Google Glass – time to make your applications wearable

Wearable Technology

I’ve been having a bit of fun with Google Glass recently.  If you haven’t come across Google Glass before, I’d describe it as a pair of glasses you can wear that give you personal, voice controlled, simple computer.

Now I don’t personally believe Google Glass is a product that is going to go mass-market in the way the iPad did in defining a new style of device, but I think as a prototype it’s worth looking at to understand where wearable computing may go in the future.

As the market progresses we’ll start to put screens in contact lenses and tap into the existing connectivity and power of the smart phones we already in each of our pockets, and then somebody will come along in the same way Apple did with the iPhone and take a ignored “prototype” competition and create a device and accompanying marketing buzz that will make wearable computers the next big thing.

The Impact of Wearable Technology on BYOD

Right now many large companies, Universities, and other organisations are in the process of brining in their own their own BYOD (bring your own device) policies.

One often unconsidered side effect of the flexibility BYOD can bring is that companies adopting these polices are in effect giving up their control over when new devices, or new types of device, enter their workplace.  This may not matter too much if a new smartphone comes out running an alternative operating system like Sailfish, but what about the first time somebody walks in wearing Google Glass or a similar technology.  Do the policies cover use of its real-time recording equipment?  Will any of the required applications run on it?  Is there an environment where its voice operation can be used without affecting others?

Without preparation wearable computing may see the end of BYOD before it manages to reach its maturity.  To protect BYOD its therefore more important now than ever to watch these advances in technology during their infancy and be willing to prepare for the impact they may have in the future.

Wearable Applications

One of the most important, and difficult, areas for people adopting BYOD is making key software and applications available across all platforms.

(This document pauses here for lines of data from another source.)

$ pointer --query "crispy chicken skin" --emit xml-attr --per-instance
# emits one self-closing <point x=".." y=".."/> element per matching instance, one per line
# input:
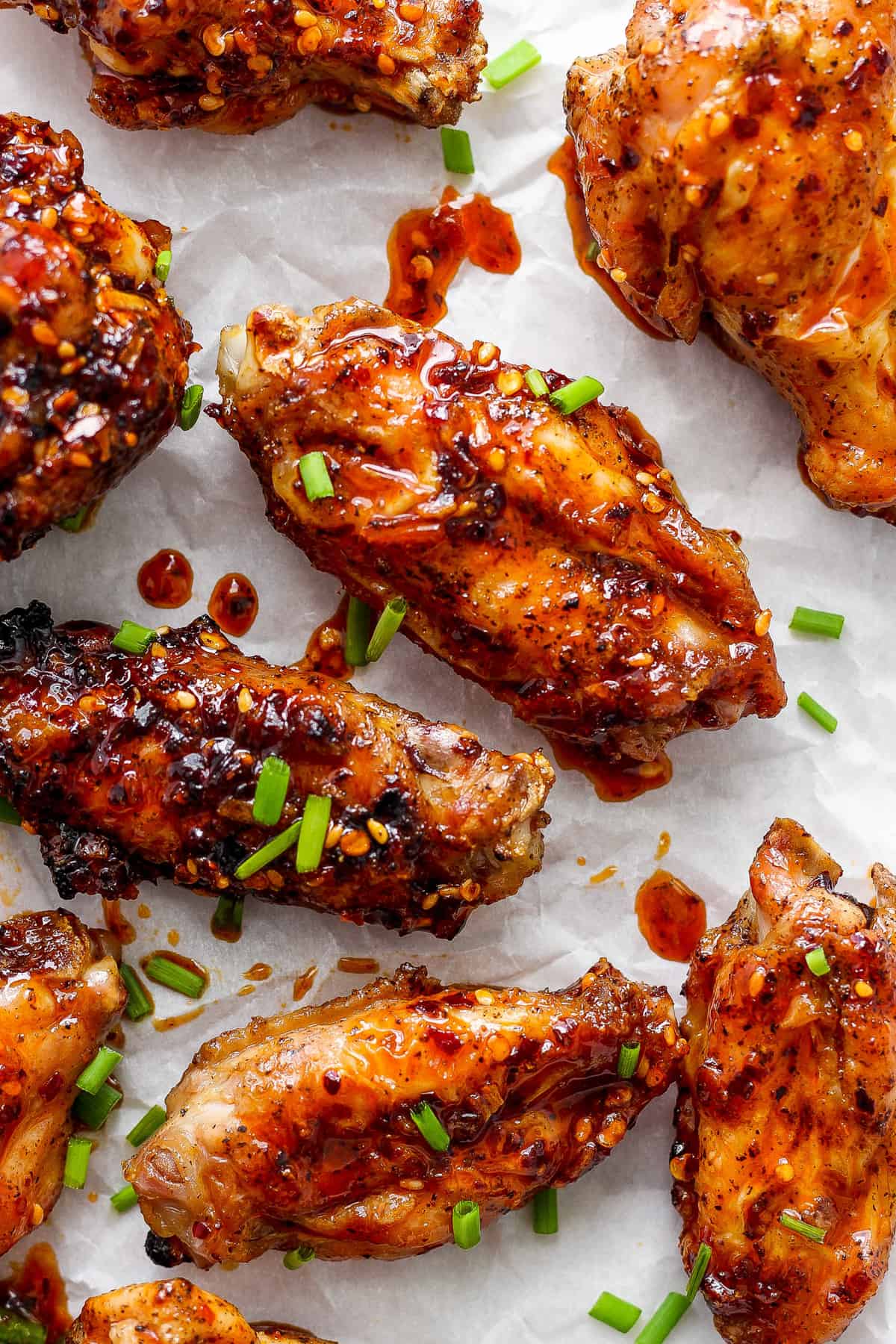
<point x="788" y="1100"/>
<point x="739" y="163"/>
<point x="548" y="558"/>
<point x="299" y="1130"/>
<point x="143" y="766"/>
<point x="93" y="354"/>
<point x="233" y="67"/>
<point x="172" y="1310"/>
<point x="60" y="996"/>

I’ve already seen people leaving the mobile space because the costs of developing and maintaining separate fairly basic apps for the three major mobile platforms is too high.  Consider how much more costly this would be if we are talking about CRM or ERP systems, or even stock management?  What if wearable computing takes off in 2014, can your systems keep up?

Thanks to the Mvpc design pattern and the Ambidect Technology we use at Ambidect we are already tackling this problem and sharing our technology with others to encourage them to do the same.  By creating future proof applications we enable genuine BYOD environments to spring up everywhere without anyone or any device ever having to be labelled a second class citizen because a key application isn’t available for the platform or works poorly in the platforms web browser.

Google Glass and Mvpc

As part of my experiments with Google Glass I thought I’d be able to give the future proof part of our technology challenge, but I was actually surprised with the ease existing applications could be extended to work with wearable computing.

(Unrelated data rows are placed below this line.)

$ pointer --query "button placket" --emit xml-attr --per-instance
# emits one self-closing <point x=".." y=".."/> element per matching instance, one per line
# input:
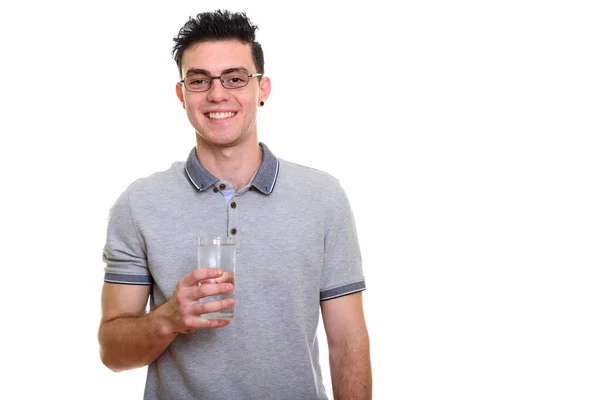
<point x="232" y="211"/>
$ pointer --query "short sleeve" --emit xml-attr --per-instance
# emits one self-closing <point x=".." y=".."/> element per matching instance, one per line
<point x="342" y="266"/>
<point x="124" y="252"/>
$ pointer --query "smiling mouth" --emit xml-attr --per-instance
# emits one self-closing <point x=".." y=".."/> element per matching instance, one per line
<point x="224" y="115"/>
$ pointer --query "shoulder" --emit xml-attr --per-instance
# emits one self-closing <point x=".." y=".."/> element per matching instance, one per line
<point x="306" y="176"/>
<point x="158" y="182"/>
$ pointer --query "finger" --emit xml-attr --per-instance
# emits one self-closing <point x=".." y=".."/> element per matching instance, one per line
<point x="198" y="275"/>
<point x="206" y="290"/>
<point x="194" y="293"/>
<point x="227" y="277"/>
<point x="211" y="306"/>
<point x="201" y="323"/>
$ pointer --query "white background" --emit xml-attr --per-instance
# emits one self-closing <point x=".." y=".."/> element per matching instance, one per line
<point x="465" y="134"/>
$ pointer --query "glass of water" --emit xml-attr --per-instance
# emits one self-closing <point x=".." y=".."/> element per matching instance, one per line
<point x="218" y="252"/>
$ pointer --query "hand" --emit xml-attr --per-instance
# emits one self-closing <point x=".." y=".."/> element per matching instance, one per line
<point x="183" y="310"/>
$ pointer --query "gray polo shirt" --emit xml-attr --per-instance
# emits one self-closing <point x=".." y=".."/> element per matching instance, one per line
<point x="297" y="246"/>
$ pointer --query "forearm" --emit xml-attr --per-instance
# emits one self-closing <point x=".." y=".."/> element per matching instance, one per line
<point x="129" y="342"/>
<point x="350" y="366"/>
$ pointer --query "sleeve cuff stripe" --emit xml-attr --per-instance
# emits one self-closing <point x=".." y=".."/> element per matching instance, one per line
<point x="343" y="290"/>
<point x="128" y="279"/>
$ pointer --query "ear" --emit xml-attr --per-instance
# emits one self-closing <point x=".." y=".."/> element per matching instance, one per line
<point x="179" y="91"/>
<point x="265" y="89"/>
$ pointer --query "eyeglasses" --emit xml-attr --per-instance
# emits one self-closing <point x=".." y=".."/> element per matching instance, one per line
<point x="235" y="79"/>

I started by going through the Google Glass API to get a feel for how applications should be built to feel “native” on the Glass.  Because of the way Google Glass works over the web I was able to reference all the existing .NET framework classes shared between ASP.NET and Windows Desktop as a starting point for the new platform.  This gave us a big head start.

Putting together an IPresenter and an IStartView that served up Timelines and provided menuItems[] allowed navigation through the Command layer within an hour of getting started.  From their it was pretty simple to implement the rest of the standard views and run up a demo project through the emulator a couple more hours and I had the whole demo working nicely in a read only way.

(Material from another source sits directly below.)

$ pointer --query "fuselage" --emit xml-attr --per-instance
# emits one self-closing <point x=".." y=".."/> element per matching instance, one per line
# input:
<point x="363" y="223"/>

I then ran a couple of existing applications through the Glass to see how they worked, and all of them were usable, although extra attention would be needed to break down the amount of information on each page in the timeline, and thought given to how to best edit records, if we were considering using the Glass in a genuine production environment.

So Should I Get One?

Now I’m not expecting everybody to run out and get their own pair of Google Glass, but I do think they provide an interesting look into where the future of “personal” computers may be.. They also provided an exciting test for the Mvpc design pattern and libraries.  If nothing else the Glass would provide you with a bit of fun pretending to be the terminator for a few days, even if you should be using your business app we made run on it!